Retrieval-Augmented Graph Reasoning with Large Language Models for Explainable Incident Diagnosis
DOI:
https://doi.org/10.71465/fair531Keywords:
Retrieval-Augmented Generation, Large Language Models, Graph Neural Networks, Incident Diagnosis, Root Cause Analysis, Explainable AI, Causal ReasoningAbstract
The increasing complexity of modern distributed systems has created significant challenges in incident diagnosis and root cause analysis. Traditional approaches often lack explainability and struggle with the dynamic nature of system failures, while pure machine learning methods suffer from limited interpretability and contextual understanding. This paper proposes a novel framework that integrates Retrieval-Augmented Generation (RAG) with graph-based reasoning and Large Language Models (LLMs) to enable explainable incident diagnosis in complex systems. The proposed approach leverages knowledge graphs to capture causal relationships among system components, employs retrieval mechanisms to access relevant historical incident data, and utilizes LLMs to generate human-interpretable explanations for diagnosed incidents.
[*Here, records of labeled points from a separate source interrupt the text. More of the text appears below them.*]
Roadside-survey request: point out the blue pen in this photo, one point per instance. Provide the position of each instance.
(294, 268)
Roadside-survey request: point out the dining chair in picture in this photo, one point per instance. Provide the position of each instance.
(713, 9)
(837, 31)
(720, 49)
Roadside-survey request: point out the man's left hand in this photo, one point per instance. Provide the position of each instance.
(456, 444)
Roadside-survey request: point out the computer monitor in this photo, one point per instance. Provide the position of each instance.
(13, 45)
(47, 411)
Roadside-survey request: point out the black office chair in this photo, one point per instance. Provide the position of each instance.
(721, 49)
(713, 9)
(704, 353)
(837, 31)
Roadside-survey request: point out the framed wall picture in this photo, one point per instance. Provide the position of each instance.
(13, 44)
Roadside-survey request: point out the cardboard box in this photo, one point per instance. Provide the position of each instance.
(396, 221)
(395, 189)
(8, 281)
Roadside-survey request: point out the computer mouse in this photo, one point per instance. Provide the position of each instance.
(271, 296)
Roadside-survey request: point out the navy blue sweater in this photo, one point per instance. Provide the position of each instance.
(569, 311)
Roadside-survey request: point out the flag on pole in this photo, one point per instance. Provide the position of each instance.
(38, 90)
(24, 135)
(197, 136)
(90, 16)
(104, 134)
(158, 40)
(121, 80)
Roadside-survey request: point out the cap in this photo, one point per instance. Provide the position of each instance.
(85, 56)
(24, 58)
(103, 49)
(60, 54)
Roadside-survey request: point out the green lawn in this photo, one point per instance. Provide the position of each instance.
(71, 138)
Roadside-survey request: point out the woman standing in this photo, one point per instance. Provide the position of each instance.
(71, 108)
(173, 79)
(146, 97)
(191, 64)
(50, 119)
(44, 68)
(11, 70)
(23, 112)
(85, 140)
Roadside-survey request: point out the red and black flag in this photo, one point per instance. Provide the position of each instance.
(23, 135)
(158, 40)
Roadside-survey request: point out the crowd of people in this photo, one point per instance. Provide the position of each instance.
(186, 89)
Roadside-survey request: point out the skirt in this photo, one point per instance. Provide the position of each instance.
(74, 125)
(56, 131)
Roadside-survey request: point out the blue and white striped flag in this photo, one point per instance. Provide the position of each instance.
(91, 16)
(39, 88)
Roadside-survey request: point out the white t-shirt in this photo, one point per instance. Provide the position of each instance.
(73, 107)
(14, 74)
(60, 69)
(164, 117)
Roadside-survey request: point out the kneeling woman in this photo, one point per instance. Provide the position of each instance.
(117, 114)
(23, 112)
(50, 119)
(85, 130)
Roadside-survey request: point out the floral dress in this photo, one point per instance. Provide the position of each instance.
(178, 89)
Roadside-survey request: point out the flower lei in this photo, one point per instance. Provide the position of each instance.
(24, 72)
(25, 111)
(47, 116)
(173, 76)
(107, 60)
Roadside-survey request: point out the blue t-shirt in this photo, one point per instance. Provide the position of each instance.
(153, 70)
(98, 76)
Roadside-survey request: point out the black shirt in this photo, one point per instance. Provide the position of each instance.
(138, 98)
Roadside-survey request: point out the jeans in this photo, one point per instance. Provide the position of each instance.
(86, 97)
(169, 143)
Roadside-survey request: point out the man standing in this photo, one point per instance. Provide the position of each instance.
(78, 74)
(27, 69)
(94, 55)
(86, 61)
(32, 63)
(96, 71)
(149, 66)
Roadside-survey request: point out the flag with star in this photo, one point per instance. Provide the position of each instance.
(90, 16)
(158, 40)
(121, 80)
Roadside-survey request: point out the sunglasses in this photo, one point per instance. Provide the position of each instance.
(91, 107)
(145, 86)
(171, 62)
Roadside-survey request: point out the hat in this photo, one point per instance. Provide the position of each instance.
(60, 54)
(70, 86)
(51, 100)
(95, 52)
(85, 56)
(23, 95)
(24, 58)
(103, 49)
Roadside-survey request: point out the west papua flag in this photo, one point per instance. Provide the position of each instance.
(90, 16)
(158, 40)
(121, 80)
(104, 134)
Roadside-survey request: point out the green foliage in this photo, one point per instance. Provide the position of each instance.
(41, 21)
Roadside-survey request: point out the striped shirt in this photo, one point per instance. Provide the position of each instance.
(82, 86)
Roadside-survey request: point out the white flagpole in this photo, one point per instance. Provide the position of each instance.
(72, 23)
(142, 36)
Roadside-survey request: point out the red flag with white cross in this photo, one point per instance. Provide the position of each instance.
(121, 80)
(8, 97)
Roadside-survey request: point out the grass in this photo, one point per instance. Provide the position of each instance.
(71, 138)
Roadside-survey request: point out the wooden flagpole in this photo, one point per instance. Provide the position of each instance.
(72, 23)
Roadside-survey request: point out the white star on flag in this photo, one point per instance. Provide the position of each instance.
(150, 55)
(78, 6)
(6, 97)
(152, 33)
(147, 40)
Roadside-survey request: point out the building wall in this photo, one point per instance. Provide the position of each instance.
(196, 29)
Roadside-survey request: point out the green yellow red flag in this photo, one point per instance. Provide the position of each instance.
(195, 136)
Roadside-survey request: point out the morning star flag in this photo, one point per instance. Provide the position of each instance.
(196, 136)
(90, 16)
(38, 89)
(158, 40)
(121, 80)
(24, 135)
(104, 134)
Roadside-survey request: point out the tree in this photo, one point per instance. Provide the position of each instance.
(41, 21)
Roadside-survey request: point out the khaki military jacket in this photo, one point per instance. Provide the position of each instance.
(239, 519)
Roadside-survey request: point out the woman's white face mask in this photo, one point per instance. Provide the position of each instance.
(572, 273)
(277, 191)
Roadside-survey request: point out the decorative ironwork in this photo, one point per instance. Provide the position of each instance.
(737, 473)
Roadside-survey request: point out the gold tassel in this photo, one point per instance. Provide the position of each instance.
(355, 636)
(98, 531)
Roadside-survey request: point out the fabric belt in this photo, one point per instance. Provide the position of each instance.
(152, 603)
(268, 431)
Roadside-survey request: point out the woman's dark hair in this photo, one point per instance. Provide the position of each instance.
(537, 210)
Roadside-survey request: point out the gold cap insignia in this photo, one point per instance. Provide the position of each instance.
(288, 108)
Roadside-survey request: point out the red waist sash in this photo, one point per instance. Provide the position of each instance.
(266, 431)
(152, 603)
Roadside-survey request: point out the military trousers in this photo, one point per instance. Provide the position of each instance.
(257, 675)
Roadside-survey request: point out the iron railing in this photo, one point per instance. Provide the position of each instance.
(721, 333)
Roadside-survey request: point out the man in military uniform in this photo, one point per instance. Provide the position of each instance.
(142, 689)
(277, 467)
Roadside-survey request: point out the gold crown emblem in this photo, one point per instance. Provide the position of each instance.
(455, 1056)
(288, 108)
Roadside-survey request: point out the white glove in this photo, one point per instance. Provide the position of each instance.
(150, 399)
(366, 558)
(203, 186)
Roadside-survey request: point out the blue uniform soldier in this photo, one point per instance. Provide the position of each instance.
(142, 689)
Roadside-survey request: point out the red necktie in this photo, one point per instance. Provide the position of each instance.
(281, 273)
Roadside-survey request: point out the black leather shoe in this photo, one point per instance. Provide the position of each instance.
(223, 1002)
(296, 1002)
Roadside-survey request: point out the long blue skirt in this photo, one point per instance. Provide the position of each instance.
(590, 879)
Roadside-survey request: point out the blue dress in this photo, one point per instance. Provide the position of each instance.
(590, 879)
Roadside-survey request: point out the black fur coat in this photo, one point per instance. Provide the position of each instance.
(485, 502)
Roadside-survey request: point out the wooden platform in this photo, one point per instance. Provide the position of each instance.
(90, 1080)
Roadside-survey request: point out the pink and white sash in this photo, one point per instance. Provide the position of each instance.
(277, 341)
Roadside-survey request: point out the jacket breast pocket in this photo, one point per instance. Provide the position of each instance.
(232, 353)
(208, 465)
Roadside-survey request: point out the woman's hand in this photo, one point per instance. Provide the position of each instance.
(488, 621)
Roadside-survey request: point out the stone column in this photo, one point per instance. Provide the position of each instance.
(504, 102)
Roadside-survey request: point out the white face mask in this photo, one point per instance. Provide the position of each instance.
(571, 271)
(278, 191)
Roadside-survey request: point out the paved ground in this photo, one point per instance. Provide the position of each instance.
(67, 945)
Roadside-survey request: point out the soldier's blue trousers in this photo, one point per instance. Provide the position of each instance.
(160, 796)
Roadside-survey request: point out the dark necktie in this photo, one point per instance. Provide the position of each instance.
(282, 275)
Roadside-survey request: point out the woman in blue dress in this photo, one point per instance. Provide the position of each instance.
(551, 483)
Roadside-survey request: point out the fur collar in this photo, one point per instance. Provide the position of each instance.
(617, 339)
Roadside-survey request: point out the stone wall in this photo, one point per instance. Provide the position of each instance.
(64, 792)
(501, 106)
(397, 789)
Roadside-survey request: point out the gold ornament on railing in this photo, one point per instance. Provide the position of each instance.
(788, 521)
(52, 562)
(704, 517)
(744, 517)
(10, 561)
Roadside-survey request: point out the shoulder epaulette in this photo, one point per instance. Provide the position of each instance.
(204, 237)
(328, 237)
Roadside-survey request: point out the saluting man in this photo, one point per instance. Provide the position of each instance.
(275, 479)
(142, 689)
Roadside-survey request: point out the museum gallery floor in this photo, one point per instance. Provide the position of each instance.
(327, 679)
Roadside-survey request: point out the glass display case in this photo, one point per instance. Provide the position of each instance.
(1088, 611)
Through comprehensive evaluation on real-world incident datasets, our method demonstrates superior performance in fault localization accuracy, achieving 92.3% precision while providing transparent reasoning paths that enhance engineer trust and accelerate remediation workflows. The framework addresses critical limitations in existing approaches by combining the structured reasoning capabilities of graph neural networks with the semantic understanding and generation abilities of large language models, thereby advancing the state-of-the-art in intelligent operations and system reliability engineering.